The ‘Young Love’ frontman writes the group’s songs with his father, the group’s guitarist Henry Harrison, and they always give the rest of their family a preview of their material before the public get to hear it because they know they’ll get honest feedback.
Henry said: "The family go through the agonising process of having to listen to it before anyone else."
Blaine added: "I love playing stuff to my mum, she has absolutely no problem telling me if she thinks it’s absolute rubbish."
Blaine’s mum is much more a fan of the Macabees than Mystery Jets, and always urges her family to be more like their chart rivals.
Blaine said: "She’s like, ‘Can’t you make it more about those Maccabees songs…’
Henry added: "[She says] ‘They write about big swimming pools, you are always writing about big subjects, can’t you get down to earth?’ "
And the ‘Telomere’ hitmakers – which also include William Rees, Jack Flanagan, and Kapil Trivedi – have even sampled the family matriarch in the background of their songs.
Henry said: "She’s featured on a couple of records doing the washing up in the background, on ‘Little Bag of Hair’ she’s dropping plates, and you can hear her going, ‘Do you know dinner’s ready Blaine?’, ‘Just a minute mum I’m singing’."
When they are writing together, Blaine loves the way his father will dive into a "stack of books" to come up with some references he wouldn’t otherwise have known.
He told BANG Showbiz: "Henry is the key of cross-referencing so I’ll say I’ve got this bit of music I’m working on and it might be about this or stem from this feeling and he’ll say give me a minute and he disappears into the library and comes back with a stack of books.

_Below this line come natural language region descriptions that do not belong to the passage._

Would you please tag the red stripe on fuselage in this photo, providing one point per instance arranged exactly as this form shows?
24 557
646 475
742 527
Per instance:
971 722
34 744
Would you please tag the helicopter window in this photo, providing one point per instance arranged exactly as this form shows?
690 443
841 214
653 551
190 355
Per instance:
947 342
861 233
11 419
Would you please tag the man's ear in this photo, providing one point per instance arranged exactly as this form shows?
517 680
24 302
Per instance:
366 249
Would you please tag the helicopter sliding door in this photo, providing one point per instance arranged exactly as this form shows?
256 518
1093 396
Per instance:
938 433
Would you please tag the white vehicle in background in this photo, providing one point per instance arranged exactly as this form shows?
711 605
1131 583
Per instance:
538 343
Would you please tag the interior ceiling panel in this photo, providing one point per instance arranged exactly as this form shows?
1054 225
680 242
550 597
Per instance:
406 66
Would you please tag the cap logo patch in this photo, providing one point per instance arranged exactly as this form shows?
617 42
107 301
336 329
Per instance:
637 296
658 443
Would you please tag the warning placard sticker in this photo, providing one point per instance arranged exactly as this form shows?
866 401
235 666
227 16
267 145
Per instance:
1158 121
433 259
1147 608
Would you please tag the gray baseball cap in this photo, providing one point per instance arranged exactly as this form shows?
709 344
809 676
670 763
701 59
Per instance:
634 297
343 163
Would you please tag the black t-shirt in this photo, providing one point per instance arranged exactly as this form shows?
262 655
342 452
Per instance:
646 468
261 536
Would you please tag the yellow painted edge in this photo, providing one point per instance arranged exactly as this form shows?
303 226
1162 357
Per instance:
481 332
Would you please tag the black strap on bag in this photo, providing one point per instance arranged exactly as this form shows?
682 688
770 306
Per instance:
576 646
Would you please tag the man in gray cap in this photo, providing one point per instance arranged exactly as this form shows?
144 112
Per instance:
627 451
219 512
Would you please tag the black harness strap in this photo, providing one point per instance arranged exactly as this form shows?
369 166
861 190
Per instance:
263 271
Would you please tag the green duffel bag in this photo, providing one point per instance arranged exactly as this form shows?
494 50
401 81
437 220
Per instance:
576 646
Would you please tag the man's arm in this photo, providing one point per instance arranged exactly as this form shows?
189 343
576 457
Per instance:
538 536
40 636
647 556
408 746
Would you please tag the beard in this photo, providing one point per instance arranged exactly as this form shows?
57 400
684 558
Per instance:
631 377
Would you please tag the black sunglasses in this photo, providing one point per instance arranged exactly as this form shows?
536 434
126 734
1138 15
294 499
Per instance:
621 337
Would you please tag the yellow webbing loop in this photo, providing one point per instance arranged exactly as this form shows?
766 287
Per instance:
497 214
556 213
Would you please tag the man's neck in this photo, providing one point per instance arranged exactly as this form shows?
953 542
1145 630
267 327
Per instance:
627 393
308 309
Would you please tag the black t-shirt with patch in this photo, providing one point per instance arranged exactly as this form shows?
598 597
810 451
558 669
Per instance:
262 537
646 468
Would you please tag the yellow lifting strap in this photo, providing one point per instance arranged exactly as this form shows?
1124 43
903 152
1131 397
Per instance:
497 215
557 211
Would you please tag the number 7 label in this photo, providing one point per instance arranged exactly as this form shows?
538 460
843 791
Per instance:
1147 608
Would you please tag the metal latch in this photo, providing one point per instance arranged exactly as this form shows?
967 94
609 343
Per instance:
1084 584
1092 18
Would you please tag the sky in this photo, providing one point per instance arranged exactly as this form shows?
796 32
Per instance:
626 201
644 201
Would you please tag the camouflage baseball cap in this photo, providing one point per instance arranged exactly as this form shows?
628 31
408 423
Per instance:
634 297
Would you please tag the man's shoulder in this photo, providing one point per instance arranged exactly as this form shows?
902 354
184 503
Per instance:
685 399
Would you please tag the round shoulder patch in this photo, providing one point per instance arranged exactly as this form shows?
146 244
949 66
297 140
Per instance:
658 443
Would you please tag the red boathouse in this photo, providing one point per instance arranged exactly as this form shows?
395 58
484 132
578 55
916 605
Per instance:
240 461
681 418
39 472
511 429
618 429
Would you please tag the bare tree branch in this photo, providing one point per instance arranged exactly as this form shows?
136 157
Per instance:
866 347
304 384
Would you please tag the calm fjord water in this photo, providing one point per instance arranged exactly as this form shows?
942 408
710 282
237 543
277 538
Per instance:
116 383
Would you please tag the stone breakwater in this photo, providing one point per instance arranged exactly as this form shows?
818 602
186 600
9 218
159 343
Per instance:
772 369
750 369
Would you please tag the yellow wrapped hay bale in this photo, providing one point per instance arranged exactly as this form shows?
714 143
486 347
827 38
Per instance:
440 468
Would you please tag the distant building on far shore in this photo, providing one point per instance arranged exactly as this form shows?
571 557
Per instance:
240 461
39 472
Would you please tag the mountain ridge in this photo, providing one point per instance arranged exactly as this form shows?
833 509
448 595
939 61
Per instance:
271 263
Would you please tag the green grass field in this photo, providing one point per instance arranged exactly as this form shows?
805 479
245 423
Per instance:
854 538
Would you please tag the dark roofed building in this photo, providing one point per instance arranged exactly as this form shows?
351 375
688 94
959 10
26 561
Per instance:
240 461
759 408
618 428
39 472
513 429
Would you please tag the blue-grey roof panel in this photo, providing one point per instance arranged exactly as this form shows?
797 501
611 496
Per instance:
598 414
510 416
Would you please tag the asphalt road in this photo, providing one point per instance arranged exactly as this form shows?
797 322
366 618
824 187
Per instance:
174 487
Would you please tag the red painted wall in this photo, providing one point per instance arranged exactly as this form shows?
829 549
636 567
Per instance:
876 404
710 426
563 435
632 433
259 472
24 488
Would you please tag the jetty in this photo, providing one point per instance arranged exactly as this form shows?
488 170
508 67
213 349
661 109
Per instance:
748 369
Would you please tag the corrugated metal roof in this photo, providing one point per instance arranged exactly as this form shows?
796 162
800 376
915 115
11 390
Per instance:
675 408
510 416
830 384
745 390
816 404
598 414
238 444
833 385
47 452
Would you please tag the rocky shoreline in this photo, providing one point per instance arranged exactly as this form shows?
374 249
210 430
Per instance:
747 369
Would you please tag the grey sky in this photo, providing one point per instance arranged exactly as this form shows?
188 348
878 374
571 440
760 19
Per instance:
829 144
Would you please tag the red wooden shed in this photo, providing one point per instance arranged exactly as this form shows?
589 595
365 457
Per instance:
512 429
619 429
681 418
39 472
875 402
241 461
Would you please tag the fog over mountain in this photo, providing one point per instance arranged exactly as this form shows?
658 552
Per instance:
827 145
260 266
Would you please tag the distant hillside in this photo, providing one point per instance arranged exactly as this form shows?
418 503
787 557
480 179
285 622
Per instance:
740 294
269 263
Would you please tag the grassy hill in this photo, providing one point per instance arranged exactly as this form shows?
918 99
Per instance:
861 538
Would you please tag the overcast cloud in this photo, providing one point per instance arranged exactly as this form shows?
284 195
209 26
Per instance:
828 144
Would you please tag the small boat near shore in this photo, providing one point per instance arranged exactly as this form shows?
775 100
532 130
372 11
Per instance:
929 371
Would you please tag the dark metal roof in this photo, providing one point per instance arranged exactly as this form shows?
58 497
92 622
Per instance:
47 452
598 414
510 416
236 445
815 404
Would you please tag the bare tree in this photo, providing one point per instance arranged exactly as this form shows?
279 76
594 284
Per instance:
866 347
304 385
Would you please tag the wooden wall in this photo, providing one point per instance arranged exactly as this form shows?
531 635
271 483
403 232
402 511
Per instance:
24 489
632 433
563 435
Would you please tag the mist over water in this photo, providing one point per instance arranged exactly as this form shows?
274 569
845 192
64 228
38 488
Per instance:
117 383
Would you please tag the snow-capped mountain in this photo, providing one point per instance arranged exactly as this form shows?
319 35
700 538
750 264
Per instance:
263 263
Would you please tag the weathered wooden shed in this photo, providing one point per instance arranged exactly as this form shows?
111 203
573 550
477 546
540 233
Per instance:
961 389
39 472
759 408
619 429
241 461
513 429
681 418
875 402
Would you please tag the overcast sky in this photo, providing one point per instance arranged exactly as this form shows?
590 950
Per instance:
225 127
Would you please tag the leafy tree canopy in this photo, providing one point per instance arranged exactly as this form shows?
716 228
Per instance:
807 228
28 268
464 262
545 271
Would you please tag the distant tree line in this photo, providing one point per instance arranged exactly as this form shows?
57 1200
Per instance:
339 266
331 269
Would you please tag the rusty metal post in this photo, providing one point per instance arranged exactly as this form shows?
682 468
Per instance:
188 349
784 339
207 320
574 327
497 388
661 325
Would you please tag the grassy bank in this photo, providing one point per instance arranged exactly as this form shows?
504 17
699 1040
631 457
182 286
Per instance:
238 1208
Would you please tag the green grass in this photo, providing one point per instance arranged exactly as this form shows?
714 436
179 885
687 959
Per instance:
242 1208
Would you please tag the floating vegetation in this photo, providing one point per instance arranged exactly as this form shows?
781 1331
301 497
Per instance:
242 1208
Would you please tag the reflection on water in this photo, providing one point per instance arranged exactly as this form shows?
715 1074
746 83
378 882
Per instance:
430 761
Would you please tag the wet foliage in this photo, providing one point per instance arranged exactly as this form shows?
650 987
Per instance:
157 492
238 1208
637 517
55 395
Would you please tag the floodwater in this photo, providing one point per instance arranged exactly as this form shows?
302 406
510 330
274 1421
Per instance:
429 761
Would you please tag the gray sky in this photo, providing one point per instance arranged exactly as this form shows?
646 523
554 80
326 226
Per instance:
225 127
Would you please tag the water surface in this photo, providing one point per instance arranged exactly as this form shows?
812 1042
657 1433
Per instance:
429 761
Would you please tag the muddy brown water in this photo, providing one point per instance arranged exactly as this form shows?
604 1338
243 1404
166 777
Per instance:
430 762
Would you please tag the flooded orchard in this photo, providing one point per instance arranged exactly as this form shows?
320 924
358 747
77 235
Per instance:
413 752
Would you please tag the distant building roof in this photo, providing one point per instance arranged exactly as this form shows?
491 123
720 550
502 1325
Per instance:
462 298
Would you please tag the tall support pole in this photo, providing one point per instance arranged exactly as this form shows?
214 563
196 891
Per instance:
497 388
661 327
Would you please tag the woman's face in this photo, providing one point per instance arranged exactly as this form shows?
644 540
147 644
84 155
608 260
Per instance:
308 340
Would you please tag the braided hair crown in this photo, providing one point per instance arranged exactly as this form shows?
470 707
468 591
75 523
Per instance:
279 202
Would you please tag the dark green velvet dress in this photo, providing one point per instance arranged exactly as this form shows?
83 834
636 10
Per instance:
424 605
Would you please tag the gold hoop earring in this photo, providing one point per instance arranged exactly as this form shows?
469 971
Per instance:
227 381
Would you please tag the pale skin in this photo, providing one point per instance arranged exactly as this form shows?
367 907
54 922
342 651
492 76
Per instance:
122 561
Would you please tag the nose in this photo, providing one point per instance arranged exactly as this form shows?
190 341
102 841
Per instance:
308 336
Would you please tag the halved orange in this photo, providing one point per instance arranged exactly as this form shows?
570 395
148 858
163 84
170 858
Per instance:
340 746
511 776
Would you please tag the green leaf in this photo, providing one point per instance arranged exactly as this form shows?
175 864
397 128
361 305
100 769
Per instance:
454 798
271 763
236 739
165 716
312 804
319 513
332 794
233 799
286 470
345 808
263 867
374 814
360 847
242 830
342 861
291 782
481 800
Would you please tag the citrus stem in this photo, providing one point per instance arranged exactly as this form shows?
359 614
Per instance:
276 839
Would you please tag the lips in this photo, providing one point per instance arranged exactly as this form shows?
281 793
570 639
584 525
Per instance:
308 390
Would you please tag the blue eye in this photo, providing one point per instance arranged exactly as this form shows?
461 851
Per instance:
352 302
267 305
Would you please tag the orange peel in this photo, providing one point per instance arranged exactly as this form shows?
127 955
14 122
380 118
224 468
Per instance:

"I love that, that is so not a part of how my generation work, we’ve got Google, whereas Henry will have this stack of literature and we actually come up with results and long syllabic words that probably I’d never dream of being in my vocabulary so that’s fantastic."
Henry added: "We simplify and simplify, but a lot of the complex ideas underlie the tracks like ‘Telomere’."